A central moment that I think not enough people talk about: Biden and his advisors convinced themselves that he was the second coming of FDR and would pass the New New Deal. They needed an economic crisis so they laundered the transitory covid economy as the Great Depression 2.0. A little white lie, no one would notice, it was all for the greater good, just expand the welfare state. Big mistake.
I’m open to being completely wrong. Maybe all the other most important elections have just been dress rehearsals for this one, the last election. Maybe I'll rue the day. Maybe the 1930-33 alliance of convenience between the private equity tech founders and the scrappy, racist street-fighting nazi perverts is actually here. Maybe it really will be, First they came for the undocumented Venezuelans, and I did not speak out, for I was not an undocumented felonious Venezuelans.
Me personally, I'm sick of it all, sick of politics. It's just endless action and reaction, each side always building on the unbearableness of the other. From what I've seen, the people who've been most determined to "resist Trump" for nine years have only made and strengthened what they claim to hate. Shadow-work. We have to embrace and accept our shadows.
I have been consciously trying to become more and more apolitical, to approach people as individuals and not on the basis of whatever it is they purport to believe. People are always lying to others and to themselves, they're always reacting towards or against something anyway, it's all passing away. I want to be more and more like those early 20th century quietists who only cared about painting and poetry and their family and eternal things.
I find myself increasingly agreeing with the post-crack-up, washed-up version of Kerouac, when he writes things like:
I think I’ll drop out—great American tradition—Dan’l Boone, U.S. Grant, Mark Twain—I think I’ll go to sleep and suddenly in my deepest inadequacy nightmares wake up haunted and see everyone in the world as unconsolable orphans yelling and screaming on every side to make arrangements.
In a way Kerouac's story is the way of all American flesh—the pilgrim’s progress from the bright lefty-avante-garde dawn of Greenwich Village and San Francisco to the final destination, Orlando. It's basically Orlando all the way down, as far as the eye can see. I'm coming, I'm halfway there.
Orlando is waiting for me, it's waiting for us all. Endless sunshine and orange juice and palm trees. I love Orlando. I love Florida.

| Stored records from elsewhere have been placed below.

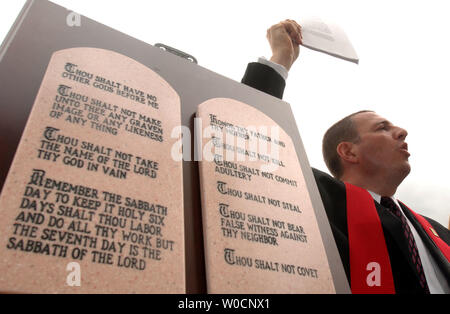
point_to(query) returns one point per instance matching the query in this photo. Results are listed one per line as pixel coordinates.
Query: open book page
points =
(327, 37)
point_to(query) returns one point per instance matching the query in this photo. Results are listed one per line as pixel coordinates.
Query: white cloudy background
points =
(403, 73)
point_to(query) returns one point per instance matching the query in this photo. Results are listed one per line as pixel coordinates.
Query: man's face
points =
(382, 148)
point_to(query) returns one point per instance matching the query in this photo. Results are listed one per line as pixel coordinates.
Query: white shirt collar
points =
(377, 198)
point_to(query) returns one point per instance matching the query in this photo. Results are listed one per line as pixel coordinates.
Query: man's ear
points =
(346, 150)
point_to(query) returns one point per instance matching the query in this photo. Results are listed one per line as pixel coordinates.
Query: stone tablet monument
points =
(93, 183)
(261, 232)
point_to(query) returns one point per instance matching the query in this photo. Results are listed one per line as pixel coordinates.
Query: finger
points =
(299, 30)
(293, 31)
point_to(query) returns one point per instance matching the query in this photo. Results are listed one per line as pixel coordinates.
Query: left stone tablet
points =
(93, 201)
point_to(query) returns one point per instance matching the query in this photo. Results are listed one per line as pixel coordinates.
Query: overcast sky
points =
(403, 73)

I love the sprawling, weird suburban American cities like Virginia Beach and Tampa and Houston—where a little bit of the old mystery remains and it seems like you might actually stumble on a hidden door.
I love America because I started to accept America, but I can only love America when I’m away from America because I love the America of my dreams and memories not actually-existing America, I don't want to fight against anything anymore, I have learned to love big brother, I will stay down in my dark basement bashing my head against a poster of dear leader on the wall screaming, Respect Mr. Trump! Respect!

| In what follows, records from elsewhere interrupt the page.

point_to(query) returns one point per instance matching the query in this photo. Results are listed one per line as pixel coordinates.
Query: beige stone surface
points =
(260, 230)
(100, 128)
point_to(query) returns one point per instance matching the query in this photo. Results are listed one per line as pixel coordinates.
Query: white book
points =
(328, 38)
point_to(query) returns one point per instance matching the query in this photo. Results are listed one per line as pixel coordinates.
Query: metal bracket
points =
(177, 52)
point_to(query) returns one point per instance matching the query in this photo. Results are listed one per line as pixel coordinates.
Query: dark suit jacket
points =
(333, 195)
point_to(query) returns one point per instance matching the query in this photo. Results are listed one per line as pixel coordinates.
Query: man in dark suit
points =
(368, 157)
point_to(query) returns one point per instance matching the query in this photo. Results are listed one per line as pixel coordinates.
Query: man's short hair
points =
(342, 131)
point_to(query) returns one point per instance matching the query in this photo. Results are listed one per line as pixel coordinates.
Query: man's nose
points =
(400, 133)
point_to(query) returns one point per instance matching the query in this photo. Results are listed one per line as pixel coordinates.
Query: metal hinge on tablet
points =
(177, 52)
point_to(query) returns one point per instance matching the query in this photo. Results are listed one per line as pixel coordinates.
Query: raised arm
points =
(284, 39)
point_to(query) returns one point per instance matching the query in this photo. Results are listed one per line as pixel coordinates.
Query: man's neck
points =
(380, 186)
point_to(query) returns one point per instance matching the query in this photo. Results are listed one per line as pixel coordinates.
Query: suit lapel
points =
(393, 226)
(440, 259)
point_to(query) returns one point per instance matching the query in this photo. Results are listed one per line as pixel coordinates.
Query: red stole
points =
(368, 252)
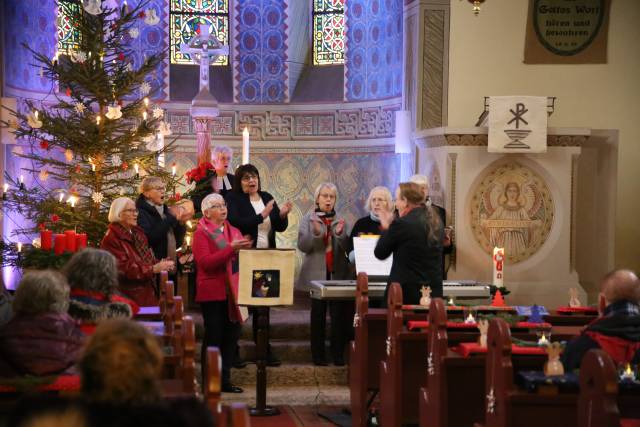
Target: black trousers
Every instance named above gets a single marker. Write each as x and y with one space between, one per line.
341 328
219 332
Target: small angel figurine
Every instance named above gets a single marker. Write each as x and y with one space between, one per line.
425 300
573 298
483 326
553 366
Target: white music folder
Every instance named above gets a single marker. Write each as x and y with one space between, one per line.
366 261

I love our magick kingdom.
The spirit of America is running through this piece. Reminded me of my favorite line from Didion, when she says the “secret point of money and power in America” is “the desire to be able to find a restaurant open in case you want a sandwich, to be a free agent, live by one’s own rules.”
Thank you for capturing this particular aspect of being an American expat so well. Since I left I've felt much more warmly towards America's rougher edges, for lack of a better word; not because I've lost left-leaning values but because I find the European romanticisation of them a bit exhausting. Especially when it seems like all talk and no action, in the case of things like the UK gov sending vans to collect undocumented immigrants. This is illegal, but the loophole is that it's fine if the person comes willingly. (There are charities dedicated to communicating to undocumented immigrants that they have the right to say no to this.) I think outside of the UK, especially after Brexit, (and because the UK gov't is such an obvious mess), that kind of condescending 'America... so sad' head-shaking is more prominent, but it feels like a convenient distraction to solving their own massive issues.